The Commission’s order applies the same methodology used for natural gas and oil pipeline return on equity and discards the former one-step calculation in favor of a two-step calculation that uses short- and long-term growth projections.

On June 19, the Federal Energy Regulatory Commission (the Commission) issued Opinion No. 531,[1] which affirmed in part and denied in part an initial decision[2] on the return on equity (ROE) for the public utility transmission-owning members of ISO New England (ISO-NE). In addition, the Commission announced a modification to its policies regarding ROE calculation for electric utilities.

Opinion No. 531 tentatively determined that the “just and reasonable base ROE” for the ISO-NE transmission owners would be 10.57%, which is halfway between the midpoint and the maximum point of a “zone of reasonableness” based on a range of cost-of-equity estimates. The Commission determined that the base ROE should be set above the midpoint because of the unusual capital market conditions and other indicators, including a review of state-approved ROEs, which demonstrate that simply setting the base ROE at the midpoint of the zone of reasonableness would be insufficient to attract capital for new investment in transmission.

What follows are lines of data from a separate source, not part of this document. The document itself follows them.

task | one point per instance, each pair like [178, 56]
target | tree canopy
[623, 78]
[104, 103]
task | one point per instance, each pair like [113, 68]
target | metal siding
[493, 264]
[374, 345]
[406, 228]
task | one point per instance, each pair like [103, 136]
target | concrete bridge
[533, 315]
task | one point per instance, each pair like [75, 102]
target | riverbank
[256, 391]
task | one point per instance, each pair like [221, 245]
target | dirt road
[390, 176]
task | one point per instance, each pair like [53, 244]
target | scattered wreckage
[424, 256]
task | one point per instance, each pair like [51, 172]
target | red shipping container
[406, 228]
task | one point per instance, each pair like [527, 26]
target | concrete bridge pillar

The Commission announced a change in its ROE policy for public utilities, moving from a single-step discounted cash flow (DCF) methodology to the two-step DCF methodology used in calculating natural gas and oil pipeline ROEs. In contrast to the single-step DCF methodology, the two-step DCF methodology incorporates both short- and long-term growth rates. The two-step methodology approximates long-term growth rates with gross domestic product (GDP) growth,[3] but the Commission commenced a paper hearing to determine whether GDP is an appropriate long-term growth rate. The base ROE for the ISO-NE transmission owners is tentative until the paper hearing’s conclusion.

The Commission also announced in Opinion No. 531 that it will no longer use changes in U.S. Treasury bond yields to update an ROE after the record closes. Because capital market conditions may change between the date the utility files its case-in-chief and the date the Commission issues a final decision, the Commission’s practice has been to update the ROE within the zone of reasonableness at the time of the final decision to reflect those capital market changes. The Commission’s long-standing practice has been to base this post-hearing adjustment on the change in Treasury bond yields during the same time period. However, the Commission concluded in Opinion No. 531 that there is no direct correlation between changes in Treasury bond yields and changes in ROE. Instead of relying on changes in Treasury bond yields, the Commission announced that it will allow the participants in a rate case to present the most recent financial data available at the time of the hearing, including available post-test period financial data.

[1]. Coakley v. Bangor Hydro-Elec. Co., Docket No. EL11-66-001, 147 FERC ¶ 61,234 (2014) [hereinafter Opinion No. 531].

[2]. Initial Decision, 144 FERC ¶ 63,012 (2013).

[3]. See id. at P 8 (“We also make a tentative finding that the required long-term growth projection should be based on projected long-term growth in gross domestic product”).